CUDA concurrentKernel example in TX1 don't run

oh… what is wrong in my tx1 board…

when I run 6_Advanced/concurrentKernels this show result like this…

GPU Device 0: “NVIDIA Tegra X1” with compute capability 5.3

Detected Compute SM 5.3 hardware with 2 multi-processors
Expected time for serial execution of 8 kernels = 0.080s
Expected time for concurrent execution of 8 kernels = 0.010s
Measured time for sample = 0.000s
Test passed

Through the profiler, I understand this result means nothing is excuted in GPU.
because, I can see the no stream is run in the picture.

so, I’m curious that whether TX1 support concurrent CUDA kernel excution or It doesn’t support at all/

I’ll really wait for answer.

Hi,

Thanks for your question.

TX1 do support concurrent kernel.
If not, you should get ‘GPU does not support concurrent kernel execution’ when executing.

In your profiling data, kernel is indeed executed in different stream.
Please check the right most bar although it’s really small.

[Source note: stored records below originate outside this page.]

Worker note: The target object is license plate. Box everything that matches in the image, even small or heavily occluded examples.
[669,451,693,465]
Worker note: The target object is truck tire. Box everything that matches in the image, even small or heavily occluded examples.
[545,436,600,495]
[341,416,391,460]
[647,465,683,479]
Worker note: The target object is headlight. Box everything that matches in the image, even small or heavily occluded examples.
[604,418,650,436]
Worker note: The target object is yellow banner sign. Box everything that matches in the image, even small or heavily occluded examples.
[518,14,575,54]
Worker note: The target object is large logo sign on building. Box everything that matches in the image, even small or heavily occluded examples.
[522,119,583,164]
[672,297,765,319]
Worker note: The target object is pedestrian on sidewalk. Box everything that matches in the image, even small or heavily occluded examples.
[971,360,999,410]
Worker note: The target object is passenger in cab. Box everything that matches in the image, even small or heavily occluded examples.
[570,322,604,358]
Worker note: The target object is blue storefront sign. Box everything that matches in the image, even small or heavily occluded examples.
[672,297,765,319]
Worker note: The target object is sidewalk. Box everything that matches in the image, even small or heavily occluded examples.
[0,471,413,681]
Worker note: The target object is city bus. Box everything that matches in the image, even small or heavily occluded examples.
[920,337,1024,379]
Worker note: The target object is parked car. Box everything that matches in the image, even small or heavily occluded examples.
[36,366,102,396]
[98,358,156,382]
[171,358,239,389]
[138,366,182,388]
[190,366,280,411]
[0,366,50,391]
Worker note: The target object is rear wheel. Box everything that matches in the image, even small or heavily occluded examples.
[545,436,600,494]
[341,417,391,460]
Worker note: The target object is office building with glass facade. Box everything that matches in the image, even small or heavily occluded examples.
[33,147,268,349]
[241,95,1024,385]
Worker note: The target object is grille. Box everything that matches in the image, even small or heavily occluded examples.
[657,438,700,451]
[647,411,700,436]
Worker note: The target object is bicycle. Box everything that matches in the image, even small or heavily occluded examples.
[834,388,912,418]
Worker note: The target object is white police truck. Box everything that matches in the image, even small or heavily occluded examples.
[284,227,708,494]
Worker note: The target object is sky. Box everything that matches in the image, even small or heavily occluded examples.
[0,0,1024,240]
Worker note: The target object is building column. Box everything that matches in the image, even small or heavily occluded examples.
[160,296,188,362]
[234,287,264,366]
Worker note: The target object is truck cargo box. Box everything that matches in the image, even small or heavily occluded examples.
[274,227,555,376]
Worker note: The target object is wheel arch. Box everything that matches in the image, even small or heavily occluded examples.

Since the kernel code is only loop 720 times.

Thanks.

so this is the cuda stream part of profiling…
what do you think?

so this is the cuda stream part of profiling…
what do you think?

Hi,

Please attach file directly for better visualization.

In my profiling data, concurrentKernels sample do launch kernel over 8 cuda stream.
You can click the bar for execution details:

Ex.
Start 183.595 ms
End 183.619 ms
Duration 23.959 us
Stream Stream 15